REIT’s have a tax advantage over MIC’s in distributions. Typically the return is paid as return of capital which incurs no taxable income (0% tax). Capital gains in the future (taxed at 50% of gains). MIC’s income is fully taxable (100% of interest income is taxed, unless sheltered in an RRSP or TFSA).
 
None of the MIC’s or REIT’s mentioned above have lost 1 cent of investors capital – this is an important consideration for me when I look for an investment vehicle. I also want strong management and long history of returns (10 years if possible)…

So there you have it. Don’t invest in public MICs kids! To me this previously would’ve seemed counter-intuitive: old Erich thought private investments sounds secretive and sketchy, whilst public investments seem open and transparent and if so, the market should be efficient at valuing them. New Erich thinks “Aaaarg, fuck the stock market!!!”  I need to research Antrim and AP now, perhaps they might offer the best combo of returns & liquidity I am seeking for my “placeholder” savings??

(**Update: AP Capital has similar graduated penalties as KV for getting out if held under 5 years, plus a $350 processing fee, and also even more restrictive liquidity: you can only cash out once a year. Being less liquid and paying slightly lower returns than KV means AP doesn’t interest me for now. Antrim doesn’t have fees for getting out, but it will likely take 2-3 months to get your money according to what I can tell from their OM, so let’s call it semi-liquid. (I spoke with their Director & Portfolio Manager on the phone and it sounded like they can often do it quicker, but they don’t like to. This investment is generally not for people who go in/out often or short term he said).

Tax strategies:

I’m slowly learning the value of a proper tax strategy. Again, based on mistakes about where I’ve “placed” my investments, which is currently not optimal. I’ll have to pay taxes on some of my cashflow, whereas if I had of structured things better I would not have had to pay taxes. Learn from my mistake kids! Here’s what I learnt today:

  • Interest income: taxed 100% at your highest marginal tax rate (added on top of your income by the CRA). MIC dividends fall into this category.
  • Capital Gains Income: taxed at 50%. Cashing out of a REIT or similar (eg. my Clearsky investment) falls into this category.
  • Return of capital: taxed at 0%. Dividends/distributions from REITs/Clearsky, fall into this category.

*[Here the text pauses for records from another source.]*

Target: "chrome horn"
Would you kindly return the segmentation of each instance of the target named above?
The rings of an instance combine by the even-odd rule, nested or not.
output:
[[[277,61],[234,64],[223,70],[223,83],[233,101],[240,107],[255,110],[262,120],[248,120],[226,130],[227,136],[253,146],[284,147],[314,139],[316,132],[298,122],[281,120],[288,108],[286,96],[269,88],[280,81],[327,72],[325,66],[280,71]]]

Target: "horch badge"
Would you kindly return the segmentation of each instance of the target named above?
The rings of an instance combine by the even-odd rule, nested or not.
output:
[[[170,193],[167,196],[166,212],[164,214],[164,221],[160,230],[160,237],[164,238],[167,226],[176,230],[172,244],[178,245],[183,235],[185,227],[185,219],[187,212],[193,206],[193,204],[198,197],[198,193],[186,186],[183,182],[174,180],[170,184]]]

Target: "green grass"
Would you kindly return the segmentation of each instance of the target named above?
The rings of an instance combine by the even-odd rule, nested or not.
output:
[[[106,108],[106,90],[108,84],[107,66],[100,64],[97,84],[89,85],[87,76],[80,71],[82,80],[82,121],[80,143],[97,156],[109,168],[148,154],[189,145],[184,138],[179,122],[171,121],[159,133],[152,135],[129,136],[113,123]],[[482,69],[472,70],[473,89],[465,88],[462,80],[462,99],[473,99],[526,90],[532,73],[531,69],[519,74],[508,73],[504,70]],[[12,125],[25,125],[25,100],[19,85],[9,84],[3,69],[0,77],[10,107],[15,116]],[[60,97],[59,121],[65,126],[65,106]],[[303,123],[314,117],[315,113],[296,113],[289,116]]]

In a nutshell, from a permanently-living-off-of-cashflow perspective (the goal, nay, the dream!), this means a MIC is better to place in your TFSA (0% tax). REITs, or similar investments such as my Clearsky investment, are generally better for cashflow outside of tax-sheltered vehicles: you get 0% tax on the monthly/quarterly distributions (treated as ‘Return of capital’), and are taxed on 50% of any gains only once you cash out.

You can also hold all these investments in a corporation, which would get taxed at the highest tax rate (~44-46%). However, my accountants feel that there is some kind of magic they can do to get this tax rate down to around 19-20%. So there is a lesson straight from Rich Dad, Poor Dad: surround yourself with a good team, accountants amongst them. (Also, shop around until you find a good accountant you’re satisfied with. It never hurts to get a second opinion. I recently networked with a local businessman & real estate investor who is onto his 4th property now. He said he’s on his 3rd accountant now, the current one being much better than the last, saving him thousands.)

US REI:

I wanted to talk about recent developments in pursuing real estate investing in the US, but this post is long enough. It’s a slow and arduous journey anyways, so you haven’t missed much. Till then, I really hope some of this has been useful and happy cashflowing you guys! Feel free to share your graphs and we can celebrate together!

One thought on “Aug 2015 Update

  1. Hi Erich
    Thanks for the update. Great information here for the non-informed, mis-informed, ill-informed etc. Straight information is a welcome change to the investment scene.